Bug 1393450

Summary: Ironic conductor consumes all available memory on undercloud causing it to go into swap
Product: Red Hat OpenStack Reporter: Sai Sindhur Malleni <smalleni>
Component: openstack-ironicAssignee: RHOS Maint <rhos-maint>
Status: CLOSED INSUFFICIENT_DATA QA Contact: mlammon
Severity: unspecified Docs Contact:
Priority: unspecified    
Version: 10.0 (Newton)CC: dtantsur, mburns, rhel-osp-director-maint, smalleni, srevivo
Target Milestone: ---Keywords: Triaged, ZStream
Target Release: 10.0 (Newton)   
Hardware: Unspecified   
OS: Unspecified   
Whiteboard:
Fixed In Version: Doc Type: If docs needed, set a value
Doc Text:
Story Points: ---
Clone Of: Environment:
Last Closed: 2017-04-26 09:04:25 UTC Type: Bug
Regression: --- Mount Type: ---
Documentation: --- CRM:
Verified Versions: Category: ---
oVirt Team: --- RHEL 7.3 requirements from Atomic Host:
Cloudforms Team: --- Target Upstream Version:
Attachments:
Description Flags
Ironic and Mistral Logs
none
Ironic-conductor memory usage
none
Undercloud memory swapping none

Description Sai Sindhur Malleni 2016-11-09 15:10:12 UTC
Description of problem: Deployed the latest passed phase 1 build 2016-11-04.2 and ran some rally benchmarks.
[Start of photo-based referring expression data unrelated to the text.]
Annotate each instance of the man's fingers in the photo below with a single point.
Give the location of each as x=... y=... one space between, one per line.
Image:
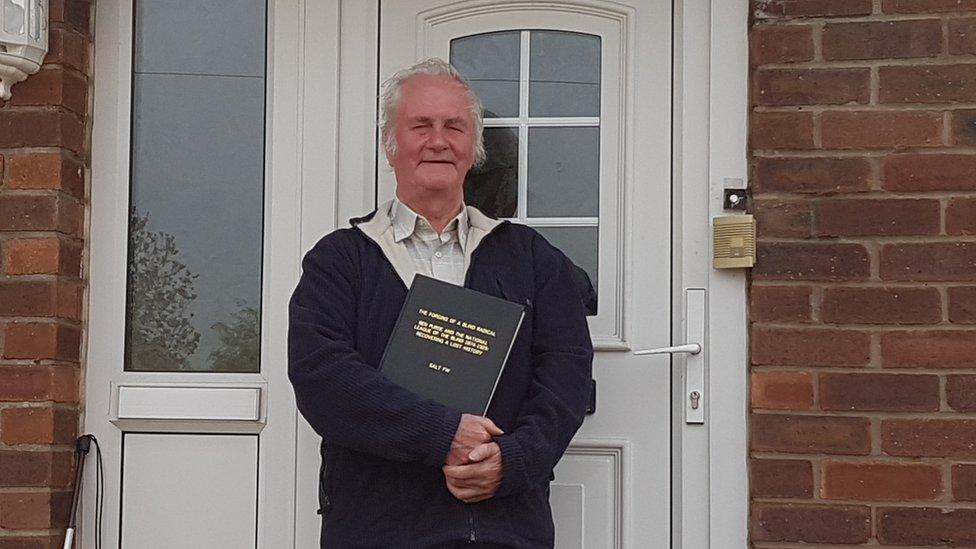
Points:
x=483 y=451
x=461 y=472
x=492 y=429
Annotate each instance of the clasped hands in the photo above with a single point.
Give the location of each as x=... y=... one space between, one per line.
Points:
x=473 y=470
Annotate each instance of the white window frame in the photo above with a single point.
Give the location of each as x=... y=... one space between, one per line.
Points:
x=276 y=418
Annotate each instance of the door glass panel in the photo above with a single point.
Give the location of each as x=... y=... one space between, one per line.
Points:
x=490 y=63
x=197 y=187
x=540 y=171
x=564 y=74
x=564 y=172
x=493 y=186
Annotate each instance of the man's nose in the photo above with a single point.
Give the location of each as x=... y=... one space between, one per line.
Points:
x=437 y=139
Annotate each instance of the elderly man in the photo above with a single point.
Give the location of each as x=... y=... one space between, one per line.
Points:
x=399 y=470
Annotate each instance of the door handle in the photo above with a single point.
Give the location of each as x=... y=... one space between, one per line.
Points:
x=690 y=348
x=696 y=398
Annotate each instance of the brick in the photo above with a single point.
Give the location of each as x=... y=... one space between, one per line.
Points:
x=46 y=171
x=34 y=510
x=964 y=482
x=882 y=40
x=881 y=306
x=929 y=349
x=962 y=304
x=784 y=87
x=927 y=84
x=780 y=478
x=872 y=217
x=929 y=438
x=962 y=36
x=811 y=8
x=779 y=303
x=36 y=468
x=811 y=175
x=68 y=48
x=47 y=127
x=963 y=127
x=881 y=481
x=930 y=172
x=40 y=213
x=961 y=393
x=40 y=298
x=811 y=261
x=879 y=392
x=810 y=523
x=75 y=13
x=782 y=130
x=781 y=390
x=35 y=340
x=809 y=347
x=39 y=383
x=928 y=6
x=781 y=44
x=928 y=262
x=42 y=256
x=810 y=434
x=961 y=216
x=880 y=129
x=43 y=541
x=39 y=426
x=783 y=218
x=54 y=86
x=927 y=526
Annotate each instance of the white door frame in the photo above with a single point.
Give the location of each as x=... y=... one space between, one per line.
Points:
x=710 y=482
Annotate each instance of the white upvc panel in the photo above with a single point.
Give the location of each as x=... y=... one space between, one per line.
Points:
x=189 y=491
x=188 y=402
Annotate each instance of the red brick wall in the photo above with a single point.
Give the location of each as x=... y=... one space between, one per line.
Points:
x=43 y=159
x=863 y=301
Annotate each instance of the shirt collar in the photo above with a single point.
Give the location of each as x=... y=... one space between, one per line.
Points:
x=405 y=221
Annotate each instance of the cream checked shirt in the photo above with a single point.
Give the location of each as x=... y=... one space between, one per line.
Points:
x=440 y=256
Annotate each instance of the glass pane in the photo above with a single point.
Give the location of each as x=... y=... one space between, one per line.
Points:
x=196 y=217
x=564 y=74
x=564 y=172
x=493 y=187
x=224 y=37
x=580 y=244
x=490 y=63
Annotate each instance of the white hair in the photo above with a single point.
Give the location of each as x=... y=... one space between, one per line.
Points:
x=390 y=99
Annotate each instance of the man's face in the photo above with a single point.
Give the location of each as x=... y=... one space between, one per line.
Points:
x=434 y=135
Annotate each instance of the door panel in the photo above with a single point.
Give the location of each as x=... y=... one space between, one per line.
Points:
x=612 y=488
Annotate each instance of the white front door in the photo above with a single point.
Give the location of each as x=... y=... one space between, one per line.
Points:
x=578 y=132
x=578 y=104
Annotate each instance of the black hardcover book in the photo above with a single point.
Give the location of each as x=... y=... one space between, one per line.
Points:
x=450 y=344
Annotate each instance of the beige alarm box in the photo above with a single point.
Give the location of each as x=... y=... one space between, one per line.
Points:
x=734 y=241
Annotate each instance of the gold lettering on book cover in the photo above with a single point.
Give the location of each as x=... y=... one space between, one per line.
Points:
x=454 y=333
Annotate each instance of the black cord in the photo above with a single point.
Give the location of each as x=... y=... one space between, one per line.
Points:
x=99 y=494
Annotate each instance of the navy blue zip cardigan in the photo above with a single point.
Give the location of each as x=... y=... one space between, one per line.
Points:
x=381 y=483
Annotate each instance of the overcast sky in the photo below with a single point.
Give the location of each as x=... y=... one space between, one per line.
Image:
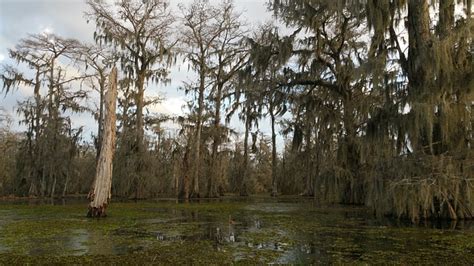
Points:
x=66 y=18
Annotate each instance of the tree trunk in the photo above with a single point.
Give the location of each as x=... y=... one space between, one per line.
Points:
x=100 y=193
x=243 y=181
x=197 y=148
x=213 y=178
x=100 y=121
x=274 y=154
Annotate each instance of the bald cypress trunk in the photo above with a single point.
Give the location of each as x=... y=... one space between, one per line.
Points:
x=100 y=193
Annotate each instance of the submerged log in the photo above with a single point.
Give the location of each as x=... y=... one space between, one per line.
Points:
x=100 y=193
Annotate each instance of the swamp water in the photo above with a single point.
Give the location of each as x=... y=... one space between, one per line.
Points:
x=254 y=230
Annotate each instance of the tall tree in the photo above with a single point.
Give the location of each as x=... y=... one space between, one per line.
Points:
x=101 y=193
x=140 y=33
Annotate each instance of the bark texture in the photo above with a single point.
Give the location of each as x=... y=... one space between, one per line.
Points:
x=100 y=193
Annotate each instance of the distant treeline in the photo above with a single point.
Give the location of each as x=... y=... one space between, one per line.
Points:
x=374 y=98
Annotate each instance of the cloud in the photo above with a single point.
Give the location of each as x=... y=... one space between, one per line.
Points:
x=169 y=106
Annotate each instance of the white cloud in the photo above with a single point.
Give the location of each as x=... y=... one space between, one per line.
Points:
x=169 y=106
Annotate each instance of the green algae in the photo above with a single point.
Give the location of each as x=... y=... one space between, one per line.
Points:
x=256 y=230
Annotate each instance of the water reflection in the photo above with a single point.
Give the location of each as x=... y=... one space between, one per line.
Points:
x=292 y=230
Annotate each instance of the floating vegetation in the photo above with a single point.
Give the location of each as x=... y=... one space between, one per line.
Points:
x=258 y=230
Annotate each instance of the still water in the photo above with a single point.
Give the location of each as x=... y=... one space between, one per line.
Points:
x=253 y=230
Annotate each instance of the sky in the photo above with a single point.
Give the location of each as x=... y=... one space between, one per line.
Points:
x=18 y=18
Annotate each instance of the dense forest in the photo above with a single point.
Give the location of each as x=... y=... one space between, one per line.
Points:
x=375 y=101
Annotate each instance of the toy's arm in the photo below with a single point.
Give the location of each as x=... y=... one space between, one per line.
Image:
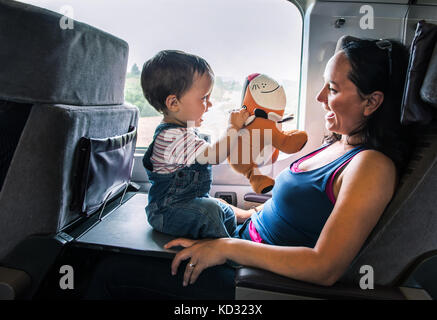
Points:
x=249 y=120
x=274 y=116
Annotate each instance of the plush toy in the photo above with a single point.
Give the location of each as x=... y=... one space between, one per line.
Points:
x=265 y=100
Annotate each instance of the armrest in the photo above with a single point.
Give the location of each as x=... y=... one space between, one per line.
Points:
x=13 y=283
x=257 y=197
x=251 y=278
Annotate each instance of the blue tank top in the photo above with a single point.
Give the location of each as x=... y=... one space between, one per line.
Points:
x=300 y=206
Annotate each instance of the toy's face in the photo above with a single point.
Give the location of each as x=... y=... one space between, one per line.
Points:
x=267 y=92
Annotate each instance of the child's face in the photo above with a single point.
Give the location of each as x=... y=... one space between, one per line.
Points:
x=195 y=102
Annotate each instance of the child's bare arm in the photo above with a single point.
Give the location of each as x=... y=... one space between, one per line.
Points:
x=218 y=152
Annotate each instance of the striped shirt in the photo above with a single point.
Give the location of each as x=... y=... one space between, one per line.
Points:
x=176 y=148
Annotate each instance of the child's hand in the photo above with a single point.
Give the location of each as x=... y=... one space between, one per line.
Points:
x=238 y=118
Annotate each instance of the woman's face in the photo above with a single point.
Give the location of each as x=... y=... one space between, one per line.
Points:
x=339 y=97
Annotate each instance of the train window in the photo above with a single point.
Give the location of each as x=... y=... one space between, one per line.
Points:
x=237 y=38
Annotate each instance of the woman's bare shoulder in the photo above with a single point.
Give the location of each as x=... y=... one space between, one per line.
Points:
x=373 y=159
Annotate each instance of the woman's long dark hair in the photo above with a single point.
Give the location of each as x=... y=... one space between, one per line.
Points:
x=371 y=71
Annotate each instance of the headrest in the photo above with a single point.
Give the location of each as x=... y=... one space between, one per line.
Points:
x=429 y=88
x=414 y=109
x=42 y=62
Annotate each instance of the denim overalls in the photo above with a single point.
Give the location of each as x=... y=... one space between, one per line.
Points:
x=179 y=203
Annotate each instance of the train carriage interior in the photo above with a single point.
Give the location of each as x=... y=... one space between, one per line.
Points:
x=72 y=183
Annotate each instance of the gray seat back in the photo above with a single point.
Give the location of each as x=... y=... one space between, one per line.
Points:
x=59 y=86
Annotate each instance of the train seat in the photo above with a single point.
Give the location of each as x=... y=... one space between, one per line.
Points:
x=406 y=235
x=57 y=86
Everything seemed fine including the undercloud in terms of resource utilization. However, on an idle undercloud/overcloud ironci-conductor grows in memory abruptly to about 93 GB eating up all available memory and causing the undercloud to swap. There is nothing too interesting in the ironic logs at the same time (16:00 UTC on 11/8/16) except for the fact that it also complains about no free memory as can be seen here http://pastebin.test.redhat.com/428458.

Below is the link to the grafana dashboard showing ironic-conductor sudden memory spike:
http://norton.perf.lab.eng.rdu.redhat.com:3000/dashboard/snapshot/05rRcnI3560IH40bpBUSwkFG8OMkN9Dc

The entire set of dashboards showing undercloud resource utilization and OpenStack process resource utilization can be found at:

http://norton.perf.lab.eng.rdu.redhat.com:3000/dashboard/db/openstack-general-system-performance?var-Cloud=sai-latest&var-NodeType=*&var-Node=undercloud&var-Interface=interface-br-ctlplane&var-Disk=disk-sda&var-cpus0=All&var-cpus00=All&from=1478613866952&to=1478667866000

Version-Release number of selected component (if applicable):
RHOP 10 Build 2016-11-04.2

How reproducible: Happened once and remained the same way


Steps to Reproduce:
1. Deploy undercloud
2. Deploy overcloud
3.

Actual results: There's a sudden spike in ironic-conductor memory.


Expected results: This sort of sudden memory surge leading to undercloud swapping shouldn't happen.


Additional info: Ironic and mistral logs attached

Comment 1 Sai Sindhur Malleni 2016-11-09 15:12:49 UTC
Created attachment 1218971 [details]
Ironic and Mistral Logs

Comment 2 Sai Sindhur Malleni 2016-11-14 15:35:39 UTC
FWIW, restarting ironic-conductor puts things back into a sane state.

Comment 3 Sai Sindhur Malleni 2016-11-15 15:39:36 UTC
Created attachment 1220867 [details]
Ironic-conductor memory usage

Comment 4 Sai Sindhur Malleni 2016-11-15 15:40:00 UTC
Created attachment 1220868 [details]
Undercloud memory swapping

Comment 5 Dmitry Tantsur 2017-04-25 09:58:39 UTC
Resetting assignees, as these people no longer work in our team.

Sai, do you still experience this issue?

Comment 6 Sai Sindhur Malleni 2017-04-25 15:42:21 UTC
Dmitry,

I have only see this that one time. I haven't seen/reproduced this issue after that.

Comment 7 Dmitry Tantsur 2017-04-26 09:04:25 UTC
Thanks. Please feel free to reopen if you see it again, sorry for not reacting quickly.